The bad guys have a lot of guns. So does the good guy. The bad guys outnumber the good guy, but the good guy is a better shot. Bang, bang, you’re dead. In Desperado, the cheerfully meaningless new action movie from Robert Rodriguez, Antonio Banderas arrives in town with a guitar case crammed with instruments of death. Flashbacks tell us that Banderas was once a mariachi who ran afoul of criminals who mistook him for an escaped convict; though this film is a self-contained story, it’s a sequel to Rodriguez’ 1993 El Mariachi, the famous $7,000 little-movie-that-could, starring Carlos Gallardo as the hero. Taking over the role, Banderas has been given back the fingers blown off at the end of the original; now he just has a bullet wound preventing him from playing the guitar. It does not, however, dissuade him from pulling the trigger. Repeatedly.

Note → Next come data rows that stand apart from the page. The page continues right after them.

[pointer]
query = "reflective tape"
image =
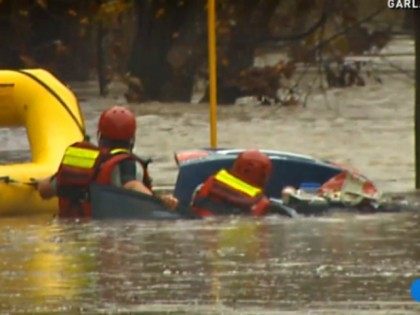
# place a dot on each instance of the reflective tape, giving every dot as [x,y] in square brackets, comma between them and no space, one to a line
[237,184]
[80,157]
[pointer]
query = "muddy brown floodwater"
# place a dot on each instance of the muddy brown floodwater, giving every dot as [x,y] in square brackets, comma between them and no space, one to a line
[338,264]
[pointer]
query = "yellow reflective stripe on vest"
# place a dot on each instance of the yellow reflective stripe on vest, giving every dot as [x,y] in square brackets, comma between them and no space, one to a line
[234,182]
[80,157]
[120,150]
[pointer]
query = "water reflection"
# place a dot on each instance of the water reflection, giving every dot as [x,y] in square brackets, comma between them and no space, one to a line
[340,262]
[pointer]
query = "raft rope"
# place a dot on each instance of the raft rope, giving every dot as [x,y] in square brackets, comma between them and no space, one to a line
[59,99]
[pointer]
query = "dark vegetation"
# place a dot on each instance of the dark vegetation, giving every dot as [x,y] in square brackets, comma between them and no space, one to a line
[159,47]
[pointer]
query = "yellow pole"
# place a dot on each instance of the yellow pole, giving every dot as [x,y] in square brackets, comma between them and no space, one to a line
[211,21]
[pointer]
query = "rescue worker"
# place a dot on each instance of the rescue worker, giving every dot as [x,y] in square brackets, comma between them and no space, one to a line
[239,190]
[110,163]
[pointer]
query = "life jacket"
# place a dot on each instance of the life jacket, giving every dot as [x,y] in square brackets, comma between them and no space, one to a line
[83,164]
[224,193]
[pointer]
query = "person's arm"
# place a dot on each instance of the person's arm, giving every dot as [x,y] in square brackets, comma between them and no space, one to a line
[137,186]
[129,178]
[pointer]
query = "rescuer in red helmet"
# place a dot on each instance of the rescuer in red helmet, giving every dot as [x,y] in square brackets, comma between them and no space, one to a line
[110,163]
[239,190]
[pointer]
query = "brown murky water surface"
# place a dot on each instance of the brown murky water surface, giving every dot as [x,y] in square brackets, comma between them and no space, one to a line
[338,264]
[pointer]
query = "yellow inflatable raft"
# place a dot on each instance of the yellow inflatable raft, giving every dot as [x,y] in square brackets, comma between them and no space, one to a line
[49,111]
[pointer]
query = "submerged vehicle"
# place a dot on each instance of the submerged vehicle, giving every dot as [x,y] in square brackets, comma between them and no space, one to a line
[299,185]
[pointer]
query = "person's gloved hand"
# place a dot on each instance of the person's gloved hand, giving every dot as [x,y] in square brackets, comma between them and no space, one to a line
[169,201]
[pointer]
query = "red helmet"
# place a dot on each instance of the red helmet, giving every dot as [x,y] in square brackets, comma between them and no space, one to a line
[253,167]
[117,123]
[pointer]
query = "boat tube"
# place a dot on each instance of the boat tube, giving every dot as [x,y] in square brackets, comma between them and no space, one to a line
[111,202]
[48,110]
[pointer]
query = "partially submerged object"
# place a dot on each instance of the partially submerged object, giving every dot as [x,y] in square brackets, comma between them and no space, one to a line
[110,202]
[298,182]
[49,112]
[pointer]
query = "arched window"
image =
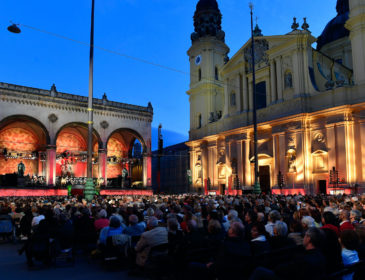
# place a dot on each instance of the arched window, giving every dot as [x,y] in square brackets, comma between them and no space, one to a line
[288,80]
[233,99]
[261,95]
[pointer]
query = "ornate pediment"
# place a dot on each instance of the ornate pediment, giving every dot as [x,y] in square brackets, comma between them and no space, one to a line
[261,57]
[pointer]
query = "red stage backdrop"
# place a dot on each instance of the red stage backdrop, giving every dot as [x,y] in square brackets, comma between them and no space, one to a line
[115,148]
[18,140]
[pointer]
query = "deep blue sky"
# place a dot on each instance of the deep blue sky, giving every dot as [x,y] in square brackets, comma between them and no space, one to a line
[154,30]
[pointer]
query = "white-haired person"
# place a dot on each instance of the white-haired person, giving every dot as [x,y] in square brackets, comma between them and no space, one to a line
[154,236]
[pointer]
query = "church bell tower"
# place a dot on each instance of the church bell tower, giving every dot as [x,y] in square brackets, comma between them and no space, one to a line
[207,56]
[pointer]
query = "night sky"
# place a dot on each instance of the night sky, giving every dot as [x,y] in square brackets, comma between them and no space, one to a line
[157,31]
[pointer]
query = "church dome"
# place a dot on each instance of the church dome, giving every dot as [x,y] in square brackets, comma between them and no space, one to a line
[335,29]
[207,5]
[207,21]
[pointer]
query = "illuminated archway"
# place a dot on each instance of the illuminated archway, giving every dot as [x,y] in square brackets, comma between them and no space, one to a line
[124,158]
[22,139]
[71,152]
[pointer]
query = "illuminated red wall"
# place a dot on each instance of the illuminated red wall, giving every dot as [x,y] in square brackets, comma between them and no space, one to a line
[73,142]
[18,140]
[118,149]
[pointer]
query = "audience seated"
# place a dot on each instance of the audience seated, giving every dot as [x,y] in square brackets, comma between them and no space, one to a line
[154,236]
[197,236]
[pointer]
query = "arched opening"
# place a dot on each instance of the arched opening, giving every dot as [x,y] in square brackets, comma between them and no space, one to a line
[125,159]
[261,95]
[23,142]
[71,154]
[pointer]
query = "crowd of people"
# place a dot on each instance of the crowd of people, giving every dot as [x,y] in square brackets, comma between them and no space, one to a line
[200,237]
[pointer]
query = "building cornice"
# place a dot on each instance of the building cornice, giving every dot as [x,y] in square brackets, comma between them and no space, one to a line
[72,103]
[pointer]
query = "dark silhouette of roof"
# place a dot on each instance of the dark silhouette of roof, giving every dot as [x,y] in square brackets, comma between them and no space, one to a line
[335,29]
[207,21]
[207,5]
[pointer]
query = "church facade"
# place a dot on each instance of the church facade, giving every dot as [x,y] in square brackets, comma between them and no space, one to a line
[46,131]
[310,106]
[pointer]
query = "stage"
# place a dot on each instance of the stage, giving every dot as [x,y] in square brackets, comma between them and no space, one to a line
[24,192]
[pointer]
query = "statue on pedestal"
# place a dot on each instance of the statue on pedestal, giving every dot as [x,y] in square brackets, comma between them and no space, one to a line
[21,169]
[124,176]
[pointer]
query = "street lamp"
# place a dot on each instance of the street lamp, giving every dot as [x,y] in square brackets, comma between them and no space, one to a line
[14,28]
[256,188]
[89,186]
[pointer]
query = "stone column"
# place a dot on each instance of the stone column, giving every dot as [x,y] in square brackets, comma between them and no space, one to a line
[331,145]
[205,162]
[240,161]
[362,133]
[279,79]
[356,25]
[226,100]
[147,170]
[276,154]
[250,96]
[273,81]
[51,165]
[245,93]
[350,150]
[103,163]
[40,165]
[299,74]
[239,93]
[247,163]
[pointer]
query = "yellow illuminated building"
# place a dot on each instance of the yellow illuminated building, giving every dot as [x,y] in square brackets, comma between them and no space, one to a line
[310,101]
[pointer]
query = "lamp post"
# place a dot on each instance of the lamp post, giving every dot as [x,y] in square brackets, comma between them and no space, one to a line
[256,188]
[89,186]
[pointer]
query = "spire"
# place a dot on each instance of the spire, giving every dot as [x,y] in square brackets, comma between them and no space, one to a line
[207,21]
[257,31]
[342,7]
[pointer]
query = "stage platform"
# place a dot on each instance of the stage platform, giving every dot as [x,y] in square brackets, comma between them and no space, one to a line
[21,192]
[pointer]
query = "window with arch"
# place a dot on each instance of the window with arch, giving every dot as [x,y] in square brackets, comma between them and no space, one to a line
[261,95]
[233,99]
[288,80]
[199,121]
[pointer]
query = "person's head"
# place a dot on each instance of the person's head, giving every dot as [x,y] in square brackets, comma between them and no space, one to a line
[172,224]
[280,229]
[102,214]
[236,230]
[307,222]
[274,216]
[329,218]
[150,212]
[296,226]
[360,230]
[251,216]
[152,222]
[232,215]
[349,239]
[313,238]
[345,215]
[133,219]
[191,225]
[355,216]
[214,227]
[114,222]
[260,217]
[257,230]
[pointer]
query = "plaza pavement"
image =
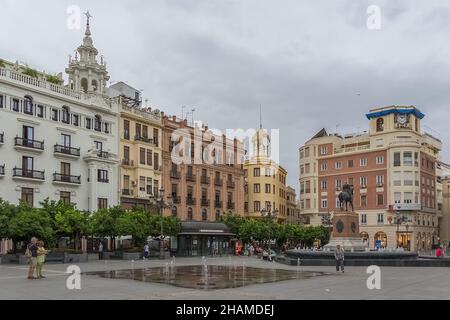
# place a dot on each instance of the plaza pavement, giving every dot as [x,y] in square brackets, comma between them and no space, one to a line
[396,283]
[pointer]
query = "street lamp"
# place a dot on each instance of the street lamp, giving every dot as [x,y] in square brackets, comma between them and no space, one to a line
[160,204]
[269,214]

Desperado was made for $7 million, a three-zero upgrade of the original budget but still a pittance by today’s Hollywood standards, and needless to say, it has more bang for the buck than any other movie this summer. Rodriguez is the first to admit he isn’t much of a screenwriter, but as a director he has a kinetic genius that makes up for his narrative obviousness. When Banderas is pinned to the floor by a bad guy, he drives his feet up into the pachuco‘s chest and launches him into the air, then empties his guns into the guy, prolonging his flight. Banderas dispatches another guy by shooting a ceiling fan, which crashes down onto the guy’s head; in a later shot, the still-whirring fan keeps smacking the unconscious guy in the face. Within Rodriguez’ pulp formula stories are little pockets of ingenuity.
On the evidence of his two features to date (excluding his enjoyable made-for-cable J.D. homage Roadracers, which suggests a gift for comedy), Rodriguez, unlike his contemporary and friend Quentin Tarantino, isn’t especially interested in toying with the narrative and themes of action cinema — he’s happy enough just working in the genre, and his happiness is infectious. (Try to think of any other action film of the last five years that had any lift or sense of play.) Rodriguez’ films are all about proving something: El Mariachi proved that a 24-year-old with no crew could make an exciting and professional-looking movie for four digits, and this movie proves he can piss with the big dogs while staying within the territory he’s marked for himself.
Desperado is resolutely derivative but also breathlessly athletic and violently witty. If you’re attuned to it, you won’t much mind the plot, which just goes from point A to point B. Playing the battle-scarred hunk, Banderas could have given a sullen, blank performance, but he comes across as soulful and gentle in almost any role, and he’s worth whatever Rodriguez didn’t spend on squibs and explosions. Steve Buscemi (playing a barfly called, hilariously, Buscemi) and Cheech Marin are terrific in their few scenes; Quentin, fast becoming the Michael Caine of indie cinema, tells an endless piss joke and gets blown away. Will someone please advise this man to stay behind the camera?